After a time, local interest in cricket waned and activities ceased after the club house burned to the ground during a fire which started in the long grass after a dry spell. Then came the organization of the St. Davids Golf Club, one of the oldest institutions of its kind in the United States.
At this point it is interesting to quote George W. Schultz, from whom my information has been obtained.
“One Sunday in the spring of 1896 A. J. D. (Tony) Peterson came to my house carrying a small white ball and a club with a bent iron on its end and, chuckling, he began tapping the ball on the lawn.
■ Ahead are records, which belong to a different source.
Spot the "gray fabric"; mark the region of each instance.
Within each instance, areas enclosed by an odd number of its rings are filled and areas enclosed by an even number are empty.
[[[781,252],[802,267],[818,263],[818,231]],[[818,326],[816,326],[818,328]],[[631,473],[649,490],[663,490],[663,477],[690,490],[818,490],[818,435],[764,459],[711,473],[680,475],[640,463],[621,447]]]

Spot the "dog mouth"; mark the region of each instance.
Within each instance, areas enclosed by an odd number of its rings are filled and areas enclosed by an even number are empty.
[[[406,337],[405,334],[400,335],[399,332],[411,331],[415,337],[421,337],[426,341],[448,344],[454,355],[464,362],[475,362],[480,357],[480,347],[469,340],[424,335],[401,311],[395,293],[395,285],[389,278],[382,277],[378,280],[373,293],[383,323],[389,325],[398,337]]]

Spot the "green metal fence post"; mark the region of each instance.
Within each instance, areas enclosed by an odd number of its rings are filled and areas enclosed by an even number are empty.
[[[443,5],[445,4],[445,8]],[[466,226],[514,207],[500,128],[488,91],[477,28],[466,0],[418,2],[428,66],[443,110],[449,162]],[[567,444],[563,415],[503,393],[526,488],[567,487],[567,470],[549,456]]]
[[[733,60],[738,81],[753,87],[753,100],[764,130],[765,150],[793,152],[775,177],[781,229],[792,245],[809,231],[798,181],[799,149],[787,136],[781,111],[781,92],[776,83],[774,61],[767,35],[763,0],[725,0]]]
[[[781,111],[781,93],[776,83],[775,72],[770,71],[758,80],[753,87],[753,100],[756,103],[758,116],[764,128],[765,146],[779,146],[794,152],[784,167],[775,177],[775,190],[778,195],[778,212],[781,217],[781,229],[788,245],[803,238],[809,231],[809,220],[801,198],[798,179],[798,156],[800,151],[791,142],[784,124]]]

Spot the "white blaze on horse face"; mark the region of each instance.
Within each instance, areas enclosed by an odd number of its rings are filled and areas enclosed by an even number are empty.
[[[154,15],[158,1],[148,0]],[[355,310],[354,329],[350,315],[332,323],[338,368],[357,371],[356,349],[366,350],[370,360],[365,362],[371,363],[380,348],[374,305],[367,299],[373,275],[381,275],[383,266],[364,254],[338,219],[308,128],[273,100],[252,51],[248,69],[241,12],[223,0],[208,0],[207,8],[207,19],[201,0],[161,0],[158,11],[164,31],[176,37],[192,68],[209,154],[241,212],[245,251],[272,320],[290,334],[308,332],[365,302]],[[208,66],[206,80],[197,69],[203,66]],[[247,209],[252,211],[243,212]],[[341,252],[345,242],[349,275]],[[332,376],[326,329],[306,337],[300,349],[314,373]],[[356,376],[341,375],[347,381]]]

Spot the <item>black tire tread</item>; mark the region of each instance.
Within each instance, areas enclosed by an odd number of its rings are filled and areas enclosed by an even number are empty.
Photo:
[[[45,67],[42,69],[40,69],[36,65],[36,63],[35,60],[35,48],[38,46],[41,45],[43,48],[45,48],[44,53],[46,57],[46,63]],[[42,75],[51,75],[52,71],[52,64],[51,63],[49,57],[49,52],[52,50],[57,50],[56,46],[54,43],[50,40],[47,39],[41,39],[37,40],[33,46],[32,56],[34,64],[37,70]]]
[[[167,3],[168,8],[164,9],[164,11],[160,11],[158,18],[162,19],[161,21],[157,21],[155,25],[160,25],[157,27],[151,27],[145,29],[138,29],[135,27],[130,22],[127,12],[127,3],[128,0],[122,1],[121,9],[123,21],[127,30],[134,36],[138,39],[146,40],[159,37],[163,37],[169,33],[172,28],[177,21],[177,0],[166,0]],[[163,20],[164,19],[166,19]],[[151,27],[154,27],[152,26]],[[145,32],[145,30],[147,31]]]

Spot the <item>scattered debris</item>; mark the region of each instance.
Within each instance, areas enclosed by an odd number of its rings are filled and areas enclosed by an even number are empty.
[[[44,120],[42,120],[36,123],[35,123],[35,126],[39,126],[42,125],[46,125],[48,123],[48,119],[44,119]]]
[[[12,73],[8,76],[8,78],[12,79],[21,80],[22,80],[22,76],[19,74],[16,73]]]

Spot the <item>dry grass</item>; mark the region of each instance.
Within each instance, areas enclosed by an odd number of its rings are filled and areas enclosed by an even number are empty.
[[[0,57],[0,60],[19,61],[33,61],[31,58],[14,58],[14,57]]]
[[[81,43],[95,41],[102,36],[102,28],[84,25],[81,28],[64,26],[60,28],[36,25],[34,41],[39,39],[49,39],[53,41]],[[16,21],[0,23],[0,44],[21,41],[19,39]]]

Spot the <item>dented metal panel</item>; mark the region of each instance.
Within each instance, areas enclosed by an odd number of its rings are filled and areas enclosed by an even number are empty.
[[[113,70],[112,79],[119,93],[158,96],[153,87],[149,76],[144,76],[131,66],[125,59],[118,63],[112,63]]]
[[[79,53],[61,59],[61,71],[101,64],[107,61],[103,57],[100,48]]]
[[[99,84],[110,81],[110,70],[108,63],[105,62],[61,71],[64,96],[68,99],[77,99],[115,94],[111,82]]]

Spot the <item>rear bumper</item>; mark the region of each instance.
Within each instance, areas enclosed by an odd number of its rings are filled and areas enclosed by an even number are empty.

He said he had been to Devon the day before by invitation of a friend who introduced him to a Scotch game called “golf,” started by summer residents of Devon Inn.
“It seems that Edmund McCullough, president of the Westmoreland Coal Company; Edward Ilsley and others had laid out a nine-hole course on the spacious land around the hotel. In so far as I know, this was the beginning of golf in Pennsylvania. Tony Peterson arranged for me to be allowed to play on the course the following Saturday with some clubs lent to him.
“Later on Louis D. Peterson, William H. Brooks, Dr. G. L. S. Jameson, Herman Wendell and I decided to organize a golf club at St. Davids, on Francis Fenimore’s extensive lawn holding – it was largely due to Mr. Fenimore’s genial nature towards young men that we were able to use his land and form a club on the economical basis of $5.00 initiation and $10.00 annual dues.”
The former cricketers now became golfers and by their own enthusiasm attracted many others to this original group. The moving spirits of the project laid out the nine hole course “which had natural hazards rather than artificial bunkers.” It could certainly have been called a “sporting” course! Since they could afford no laborers, the original small group armed themselves with picks, rakes, and shovels for their job and they built their own tees and mowed their own grass!
At first the players were all men, as at that time few women were given to outdoor sports. These men were sticklers for good form, observing the courtesies and rules of the game according to St. Andrews tradition.
At that time a golf ball was made of solid Gutta percha with either checker or pebbled moulding. When hit, a distinct “click” was heard, quite different from the “mushy” sound of the later Haskell rubber-cored ball. It was seldom that the longest drive exceeded 150 yards. All the players were self-taught, many learning how to play by reading booklets of instruction. Dr. G. L. S. Jameson was elected the first president of the original St. Davids Golf Club.